C’est une composante indissociable de la performance ?

« Oui, si je me réfère à l’avis des dizaines d’entreprises que j’ai accompagnées ces dernières années. Leur quête d’engagement sociétal leur a parfois permis de se réinventer et de maximiser leurs performances.
En 2016, la plateforme RSE, qui fixe les grandes orientations de l’Etat, des politiques publiques mais également des entreprises en matière de RSE, a piloté une étude auprès 1800 entreprises, qui prouvait le lien entre RSE et performance économique. Il en ressortait que les bénéfices des entreprises qui prenaient en compte la RSE augmentaient de 13 %. »

La RSE est-elle aussi un facteur d’attractivité à l’embauche des jeunes ?

« C’est un aspect de plus en plus pris en compte. Pour les jeunes issus de l’enseignement supérieur, c’est devenu l’un des critères de choix.
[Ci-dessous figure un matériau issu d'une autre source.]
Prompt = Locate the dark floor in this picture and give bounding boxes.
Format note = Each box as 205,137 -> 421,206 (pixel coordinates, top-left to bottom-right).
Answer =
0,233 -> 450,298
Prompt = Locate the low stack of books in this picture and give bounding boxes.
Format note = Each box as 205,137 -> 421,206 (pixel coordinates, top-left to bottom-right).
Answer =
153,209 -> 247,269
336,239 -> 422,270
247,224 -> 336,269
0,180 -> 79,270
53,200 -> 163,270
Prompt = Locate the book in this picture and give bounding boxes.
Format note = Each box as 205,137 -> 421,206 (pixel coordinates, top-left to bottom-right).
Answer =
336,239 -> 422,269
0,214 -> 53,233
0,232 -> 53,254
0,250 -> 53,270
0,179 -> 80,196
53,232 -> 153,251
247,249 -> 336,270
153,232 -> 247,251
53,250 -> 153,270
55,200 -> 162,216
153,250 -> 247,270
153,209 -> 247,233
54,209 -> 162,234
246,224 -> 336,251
Les entreprises peuvent mettre en avant leur politique RSE comme gage de « bonne conduite » vis-à-vis de ces jeunes entrants sur le marché du travail. Je pense qu’à rémunération égale voire légèrement inférieure, un jeune diplômé va plutôt choisir une entreprise capable de lui offrir un cadre de travail relativement sain, avec de « bonnes normes » de comportement. »
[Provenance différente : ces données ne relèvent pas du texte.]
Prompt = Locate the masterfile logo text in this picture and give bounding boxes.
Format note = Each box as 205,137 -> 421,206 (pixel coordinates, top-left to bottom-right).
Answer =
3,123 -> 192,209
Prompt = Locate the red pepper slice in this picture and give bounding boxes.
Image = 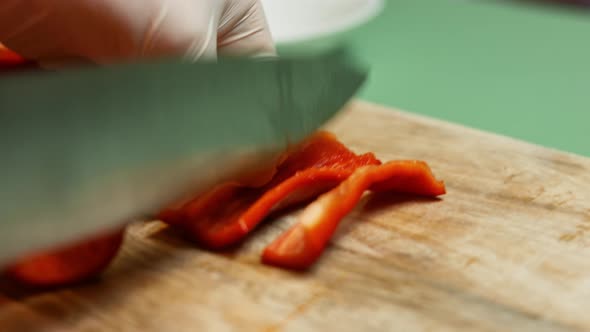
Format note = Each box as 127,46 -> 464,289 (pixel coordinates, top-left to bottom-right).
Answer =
262,161 -> 445,269
159,132 -> 380,249
4,230 -> 124,288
L’engagement sociétal est-il seulement l’apanage des grandes entreprises ?

« Non, plus maintenant. Depuis une dizaine d’années, des dirigeants de TPE et de PME s’engagent aussi dans cette transformation. Il y a même souvent, au sein des petites entreprises, une capacité d’innovation et de transformation que l’on ne retrouve pas ailleurs. »
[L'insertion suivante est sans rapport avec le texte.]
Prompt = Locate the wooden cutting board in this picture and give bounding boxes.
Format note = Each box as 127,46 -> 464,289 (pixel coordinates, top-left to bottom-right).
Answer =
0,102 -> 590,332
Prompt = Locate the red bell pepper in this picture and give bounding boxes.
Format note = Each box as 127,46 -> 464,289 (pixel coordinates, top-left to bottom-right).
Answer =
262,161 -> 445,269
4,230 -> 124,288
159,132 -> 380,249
C’est le cas en Normandie ?

« Oui. J’observe des entreprises de toutes tailles, des grandes structures à la start-up, qui s’engagent franchement. Pêle-mêle, des plus grandes aux plus petites, je pense par exemple à Chéreau, Legallais, Hamelin, Biscuiterie de l’Abbaye, Nutriset, Unifer Environnement… Des conciergeries d’entreprises comme La Minut’Rit au Havre ou Facility Serv à Rouen.

Toutes ont construit leur business model autour du développement durable et de la RSE. On a trouve également des entreprises agricoles comme Cara-Meuh !, dans le sud-Manche, qui a revu tout son modèle après une crise laitière.
Pour elles, c’est aussi une histoire de conviction, une manière de choisir leur destin. »

L’impact carbone reste-t-il la priorité majeure des entreprises engagées ?

« L’environnement est une composante forte de la RSE, mais il n’y a pas que ça. Une démarche RSE permet à l’entreprise de s’interroger plus largement sur ses relations sociales en interne, sur les relations d’affaires avec ses partenaires, la façon dont elle conçoit ses produits et services, le lien qu’elle a avec son territoire et sa communauté locale. C’est une vision large, qui intègre aussi les droits fondamentaux de la personne, le handicap, la discrimination. C’est encore un travail sur sa propre gouvernance. Cela implique tous les étages de l’entreprise, de la RH à la production, de la communication au commercial… »

(*) Bruno Morin a exercé les fonctions de Délégué Général du Réseau GRANDDE, avant de devenir Responsable Développement & Coordinateur RSE pour l’agence Seine-Maritime Attractivité.

Parallèlement, il a créé en 2018, ECOVOLUTION, bureau d’études en développement durable, qui accompagne les entreprises et organisations normandes dans le management de la RSE.